[Pt. IV Proj.2] – Moving into the Twentieth Century – Project 2- New harmonic fields – Research Point 4.4- ‘So What’- Miles Davis and Impressionism.

[Pt. IV Proj.2] Research Point 4.4- ‘So What’- Miles Davis and Impressionism. Debussy’s musical investigations led him to engage with the newly emergent art form
of jazz in the early Twentieth Century. Reciprocally jazz has learned from the harmonic discoveries of Debussy. Listen to the first track, So What, from the 1959 Miles Davis album Kind of Blue. The opening thirty seconds or so contains direct references to Debussy’s Voiles before the main theme enters. This album is considered to be the first ‘modal jazz’ album and the influence on it of Debussy and French Impressionism in general runs throughout. What are the parallels between this jazz piece and Debussy’s compositional style would you say? Aim to write around 250 words in your learning log.

So What

‘So What’ from Miles Davis’ Kind of Blue album opens with composed riff used for interplay between the double bass and the band in the intro leading up to the main sections. In the main section, which is in the D Dorian mode Miles Davis plays a very unusual improvised solo. Placing notes with great intuition in a way, that quite frankly defies description. John Coltrane’s solo is equally as impressive, but in a more agile and busy way. All the players in this band were pretty much at a genius level of musicianship.

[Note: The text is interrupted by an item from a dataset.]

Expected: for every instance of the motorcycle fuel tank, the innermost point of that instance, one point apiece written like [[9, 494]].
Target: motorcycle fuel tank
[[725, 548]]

 It is the intro however which most resembles Debussy’s ‘Voiles’, owing to the use of a parallel chord sequence in the bass moving in parallel 4ths with the bottom note outlining the whole tone scale.

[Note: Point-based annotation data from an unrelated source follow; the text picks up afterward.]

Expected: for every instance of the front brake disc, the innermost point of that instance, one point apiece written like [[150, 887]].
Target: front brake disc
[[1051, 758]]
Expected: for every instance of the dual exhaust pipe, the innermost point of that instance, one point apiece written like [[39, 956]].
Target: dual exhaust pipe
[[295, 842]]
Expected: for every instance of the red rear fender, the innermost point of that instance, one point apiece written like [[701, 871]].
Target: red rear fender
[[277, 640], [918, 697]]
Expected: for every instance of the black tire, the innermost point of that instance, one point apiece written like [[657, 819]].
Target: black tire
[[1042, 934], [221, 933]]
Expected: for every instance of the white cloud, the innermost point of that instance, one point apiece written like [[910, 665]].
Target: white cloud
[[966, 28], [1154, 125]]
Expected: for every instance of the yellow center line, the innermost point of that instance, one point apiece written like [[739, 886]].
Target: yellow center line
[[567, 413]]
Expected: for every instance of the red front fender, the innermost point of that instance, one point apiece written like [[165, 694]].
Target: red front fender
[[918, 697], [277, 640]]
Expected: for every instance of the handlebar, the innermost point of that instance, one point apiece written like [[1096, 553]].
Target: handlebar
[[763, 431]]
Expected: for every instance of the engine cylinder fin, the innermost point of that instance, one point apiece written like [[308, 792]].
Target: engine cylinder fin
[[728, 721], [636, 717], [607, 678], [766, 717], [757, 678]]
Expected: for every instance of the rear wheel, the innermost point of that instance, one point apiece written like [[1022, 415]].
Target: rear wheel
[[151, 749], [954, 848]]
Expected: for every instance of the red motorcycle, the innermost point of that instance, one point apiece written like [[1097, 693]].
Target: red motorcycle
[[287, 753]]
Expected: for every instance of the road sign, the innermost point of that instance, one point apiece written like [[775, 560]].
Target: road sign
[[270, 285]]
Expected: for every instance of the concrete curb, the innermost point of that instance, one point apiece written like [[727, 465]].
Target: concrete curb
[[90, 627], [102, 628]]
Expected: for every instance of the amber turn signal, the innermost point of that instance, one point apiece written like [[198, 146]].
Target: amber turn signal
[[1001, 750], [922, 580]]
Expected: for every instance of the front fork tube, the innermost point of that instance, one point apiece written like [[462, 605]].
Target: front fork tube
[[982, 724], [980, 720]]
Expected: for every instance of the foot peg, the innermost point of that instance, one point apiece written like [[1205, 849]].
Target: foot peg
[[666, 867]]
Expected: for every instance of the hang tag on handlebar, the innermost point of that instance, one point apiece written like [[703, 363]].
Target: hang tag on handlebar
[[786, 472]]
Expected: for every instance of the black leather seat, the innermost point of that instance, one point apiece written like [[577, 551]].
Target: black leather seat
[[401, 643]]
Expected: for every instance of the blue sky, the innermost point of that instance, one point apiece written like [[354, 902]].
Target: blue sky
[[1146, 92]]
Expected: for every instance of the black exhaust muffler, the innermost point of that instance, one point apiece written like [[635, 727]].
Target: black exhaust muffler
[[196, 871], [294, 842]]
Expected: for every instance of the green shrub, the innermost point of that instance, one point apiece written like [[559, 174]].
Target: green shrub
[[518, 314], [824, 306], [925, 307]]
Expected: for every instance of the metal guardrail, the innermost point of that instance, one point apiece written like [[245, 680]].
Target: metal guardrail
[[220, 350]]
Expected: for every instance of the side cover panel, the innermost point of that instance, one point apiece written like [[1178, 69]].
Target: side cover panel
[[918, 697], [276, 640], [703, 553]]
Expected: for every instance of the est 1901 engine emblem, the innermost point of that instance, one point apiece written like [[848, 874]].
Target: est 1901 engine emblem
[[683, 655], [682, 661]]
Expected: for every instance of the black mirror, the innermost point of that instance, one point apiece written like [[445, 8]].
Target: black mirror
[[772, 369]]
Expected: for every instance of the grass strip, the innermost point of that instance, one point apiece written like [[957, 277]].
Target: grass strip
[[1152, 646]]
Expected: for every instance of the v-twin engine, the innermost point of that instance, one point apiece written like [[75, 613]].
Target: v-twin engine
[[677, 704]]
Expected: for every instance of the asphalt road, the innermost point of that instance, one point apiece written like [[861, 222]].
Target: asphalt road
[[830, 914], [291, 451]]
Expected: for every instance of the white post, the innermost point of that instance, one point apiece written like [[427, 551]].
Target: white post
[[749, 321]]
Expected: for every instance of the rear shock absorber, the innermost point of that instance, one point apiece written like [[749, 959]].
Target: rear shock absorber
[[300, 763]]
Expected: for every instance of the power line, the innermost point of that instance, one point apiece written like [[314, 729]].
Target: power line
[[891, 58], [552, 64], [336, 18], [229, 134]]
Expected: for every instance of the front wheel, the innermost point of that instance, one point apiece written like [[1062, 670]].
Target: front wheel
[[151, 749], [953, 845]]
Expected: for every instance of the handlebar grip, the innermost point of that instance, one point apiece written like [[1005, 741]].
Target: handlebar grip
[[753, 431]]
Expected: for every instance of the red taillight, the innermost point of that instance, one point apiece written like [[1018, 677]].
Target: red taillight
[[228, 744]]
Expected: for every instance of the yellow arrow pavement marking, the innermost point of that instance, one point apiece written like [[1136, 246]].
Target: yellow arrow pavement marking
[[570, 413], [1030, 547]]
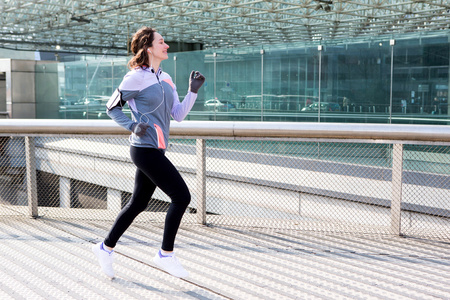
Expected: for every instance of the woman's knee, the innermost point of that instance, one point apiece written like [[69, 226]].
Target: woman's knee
[[182, 197]]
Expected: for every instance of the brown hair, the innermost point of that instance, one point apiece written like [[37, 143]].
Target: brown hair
[[142, 40]]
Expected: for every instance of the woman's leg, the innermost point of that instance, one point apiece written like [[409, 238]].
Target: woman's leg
[[142, 193], [155, 165]]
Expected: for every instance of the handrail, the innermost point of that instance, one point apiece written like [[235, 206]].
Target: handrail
[[434, 133]]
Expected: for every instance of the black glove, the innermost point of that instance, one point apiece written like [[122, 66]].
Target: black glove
[[139, 129], [195, 81]]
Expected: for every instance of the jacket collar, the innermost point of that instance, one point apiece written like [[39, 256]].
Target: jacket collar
[[157, 72]]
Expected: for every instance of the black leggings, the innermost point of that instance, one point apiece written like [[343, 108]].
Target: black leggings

 There is some debate as who had actually written this portion of the theme. Some suggest that it was Gil Evans, who was working with Miles Davis who wrote it for piano player Bill Evans. Gil Evans was working as an orchestrator and arranger and was a fan of Manuel de Falla’s Impressionistic music. Bill Evans the pianist was himself classically trained and had played in George Russell’s orchestra. Russell wrote the 1953 book ‘Lydian Chromatic Concept of Tonal Organization; which went on to be instrumental in inspiring Miles Davis and others to develop modal jazz. Hence, there seems to a few converging influences via several band members which could have resulted in any of them writing the parallel chords outlining the whole tone scales. They were actively searching for ‘cool’ new tones, creating new extended chords and using different modes, like the D and Eb Dorian in So What, to come up with a new sound. All these techniques had very much in common with Impressionistic music in general and Debussy in particular.